Given the central role of HIFs in tumor adaptation, they represent attractive therapeutic targets. Several small-molecule HIF inhibitors have been developed, including those that directly bind and destabilize HIF-α subunits, inhibit dimerization, or block transcriptional activity. PT2385 and PT2977 (belzutifan) are selective HIF-2α inhibitors that have shown clinical efficacy in VHL-associated tumors and are under investigation in other solid malignancies. Additionally, targeting upstream regulators such as PHDs or downstream effectors like VEGF can modulate HIF activity indirectly.

Anti-angiogenic therapies, such as bevacizumab (an anti-VEGF monoclonal antibody), have been employed to starve tumors of blood supply. While initially effective, these agents often induce adaptive resistance, characterized by increased invasiveness and metastasis driven by residual hypoxic regions and compensatory pathways. Therefore, combination strategies that concurrently inhibit HIF signaling and angiogenic escape mechanisms are being explored to overcome resistance.
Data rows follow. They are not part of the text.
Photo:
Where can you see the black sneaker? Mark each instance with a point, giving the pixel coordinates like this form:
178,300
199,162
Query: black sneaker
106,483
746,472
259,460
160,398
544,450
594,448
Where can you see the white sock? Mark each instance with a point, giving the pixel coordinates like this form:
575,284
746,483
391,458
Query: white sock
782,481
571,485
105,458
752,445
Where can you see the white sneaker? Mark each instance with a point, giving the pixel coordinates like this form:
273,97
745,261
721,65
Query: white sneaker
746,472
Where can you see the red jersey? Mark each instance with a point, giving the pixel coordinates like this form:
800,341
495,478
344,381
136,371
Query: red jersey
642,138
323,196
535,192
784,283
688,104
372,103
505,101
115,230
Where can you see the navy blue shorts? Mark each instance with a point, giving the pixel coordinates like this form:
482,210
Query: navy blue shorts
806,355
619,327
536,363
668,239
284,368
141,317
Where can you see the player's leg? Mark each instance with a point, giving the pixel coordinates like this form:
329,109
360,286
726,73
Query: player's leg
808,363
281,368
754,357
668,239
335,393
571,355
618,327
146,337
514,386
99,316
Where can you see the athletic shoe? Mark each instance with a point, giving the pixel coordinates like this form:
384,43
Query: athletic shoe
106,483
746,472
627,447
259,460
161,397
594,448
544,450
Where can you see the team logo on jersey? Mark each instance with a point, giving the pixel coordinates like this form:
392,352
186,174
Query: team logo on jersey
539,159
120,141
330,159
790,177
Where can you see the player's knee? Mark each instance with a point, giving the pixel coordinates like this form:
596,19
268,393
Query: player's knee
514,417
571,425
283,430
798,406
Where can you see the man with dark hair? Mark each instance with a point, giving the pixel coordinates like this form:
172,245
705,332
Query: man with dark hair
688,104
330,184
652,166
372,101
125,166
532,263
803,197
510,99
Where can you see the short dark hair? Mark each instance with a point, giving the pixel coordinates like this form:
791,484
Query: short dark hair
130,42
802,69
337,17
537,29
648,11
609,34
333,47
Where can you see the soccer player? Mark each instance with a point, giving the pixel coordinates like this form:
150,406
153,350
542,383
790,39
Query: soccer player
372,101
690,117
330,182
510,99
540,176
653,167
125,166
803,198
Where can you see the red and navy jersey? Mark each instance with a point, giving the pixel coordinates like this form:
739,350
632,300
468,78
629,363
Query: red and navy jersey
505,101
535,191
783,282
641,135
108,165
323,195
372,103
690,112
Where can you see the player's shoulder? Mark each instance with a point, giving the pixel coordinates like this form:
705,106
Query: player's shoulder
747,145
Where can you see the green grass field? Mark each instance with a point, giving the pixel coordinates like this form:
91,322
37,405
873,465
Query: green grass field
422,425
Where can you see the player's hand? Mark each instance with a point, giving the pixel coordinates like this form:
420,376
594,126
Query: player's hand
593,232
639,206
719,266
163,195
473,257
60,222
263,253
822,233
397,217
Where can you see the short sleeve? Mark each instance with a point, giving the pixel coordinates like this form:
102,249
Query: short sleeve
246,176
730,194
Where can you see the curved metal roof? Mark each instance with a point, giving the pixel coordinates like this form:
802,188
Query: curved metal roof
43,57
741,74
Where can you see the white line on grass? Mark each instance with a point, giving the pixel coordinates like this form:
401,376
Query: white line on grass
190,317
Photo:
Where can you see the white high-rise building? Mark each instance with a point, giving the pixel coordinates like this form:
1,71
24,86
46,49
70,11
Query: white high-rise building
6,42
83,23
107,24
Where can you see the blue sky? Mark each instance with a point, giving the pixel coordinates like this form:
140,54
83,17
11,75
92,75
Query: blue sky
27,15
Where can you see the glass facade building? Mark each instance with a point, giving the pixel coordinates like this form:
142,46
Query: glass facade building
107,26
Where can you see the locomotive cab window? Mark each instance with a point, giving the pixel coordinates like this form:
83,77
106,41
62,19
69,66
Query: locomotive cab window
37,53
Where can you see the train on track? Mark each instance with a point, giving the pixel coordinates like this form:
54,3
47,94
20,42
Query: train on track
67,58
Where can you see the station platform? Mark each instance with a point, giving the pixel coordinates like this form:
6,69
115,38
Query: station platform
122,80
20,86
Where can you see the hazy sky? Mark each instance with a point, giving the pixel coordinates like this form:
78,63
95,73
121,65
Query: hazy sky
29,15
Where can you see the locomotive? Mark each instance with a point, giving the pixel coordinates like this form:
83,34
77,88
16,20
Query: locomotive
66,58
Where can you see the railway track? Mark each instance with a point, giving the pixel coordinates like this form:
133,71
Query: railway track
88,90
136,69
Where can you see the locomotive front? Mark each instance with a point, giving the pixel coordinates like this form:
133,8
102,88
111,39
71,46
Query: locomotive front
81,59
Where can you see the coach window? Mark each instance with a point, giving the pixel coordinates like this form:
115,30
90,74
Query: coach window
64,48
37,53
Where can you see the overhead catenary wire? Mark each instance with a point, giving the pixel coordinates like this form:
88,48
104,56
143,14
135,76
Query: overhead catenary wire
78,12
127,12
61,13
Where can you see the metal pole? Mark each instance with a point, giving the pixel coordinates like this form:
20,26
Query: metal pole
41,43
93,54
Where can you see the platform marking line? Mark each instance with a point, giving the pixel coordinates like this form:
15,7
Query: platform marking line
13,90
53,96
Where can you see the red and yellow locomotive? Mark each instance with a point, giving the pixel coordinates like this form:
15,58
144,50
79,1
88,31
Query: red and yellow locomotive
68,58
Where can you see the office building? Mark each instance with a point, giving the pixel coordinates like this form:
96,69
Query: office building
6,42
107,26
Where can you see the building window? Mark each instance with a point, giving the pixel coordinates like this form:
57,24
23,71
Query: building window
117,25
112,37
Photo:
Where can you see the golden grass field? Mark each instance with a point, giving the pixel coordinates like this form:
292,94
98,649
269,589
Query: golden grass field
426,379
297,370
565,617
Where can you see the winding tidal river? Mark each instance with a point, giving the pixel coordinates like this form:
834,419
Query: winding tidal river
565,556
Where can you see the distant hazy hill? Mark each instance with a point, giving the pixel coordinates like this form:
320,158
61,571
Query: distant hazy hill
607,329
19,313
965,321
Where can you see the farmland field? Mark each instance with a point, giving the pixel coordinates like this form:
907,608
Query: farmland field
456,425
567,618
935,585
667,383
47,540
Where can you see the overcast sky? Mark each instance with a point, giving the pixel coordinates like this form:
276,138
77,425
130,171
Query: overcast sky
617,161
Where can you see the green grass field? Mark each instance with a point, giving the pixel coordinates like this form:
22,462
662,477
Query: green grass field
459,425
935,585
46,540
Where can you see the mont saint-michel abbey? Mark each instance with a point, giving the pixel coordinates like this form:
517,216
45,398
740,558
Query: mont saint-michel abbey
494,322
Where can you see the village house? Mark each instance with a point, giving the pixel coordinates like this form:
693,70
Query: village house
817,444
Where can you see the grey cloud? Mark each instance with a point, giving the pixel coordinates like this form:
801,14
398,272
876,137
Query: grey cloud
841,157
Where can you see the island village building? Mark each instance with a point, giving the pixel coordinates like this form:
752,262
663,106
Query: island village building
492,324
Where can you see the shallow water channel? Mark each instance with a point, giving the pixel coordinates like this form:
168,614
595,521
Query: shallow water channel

The interplay between HIFs and the immune system adds another layer of complexity. Hypoxia and HIF activity modulate the tumor immune microenvironment by upregulating immune checkpoint molecules like PD-L1, recruiting regulatory T cells (Tregs), and suppressing cytotoxic T-cell function. Consequently, combining HIF inhibitors with immune checkpoint blockade is a promising strategy that may potentiate anti-tumor immunity and improve responses in otherwise non-immunogenic tumors.

Furthermore, HIF signaling is involved in metabolic reprogramming — a hallmark of cancer. Hypoxia shifts cellular metabolism from oxidative phosphorylation to anaerobic glycolysis, facilitating survival in low-oxygen conditions. This metabolic switch not only supports rapid energy production but also promotes acidification of the tumor microenvironment, aiding invasion and immune escape. Inhibiting key glycolytic enzymes or targeting lactate transporters may synergize with HIF-targeted therapy to disrupt these adaptations.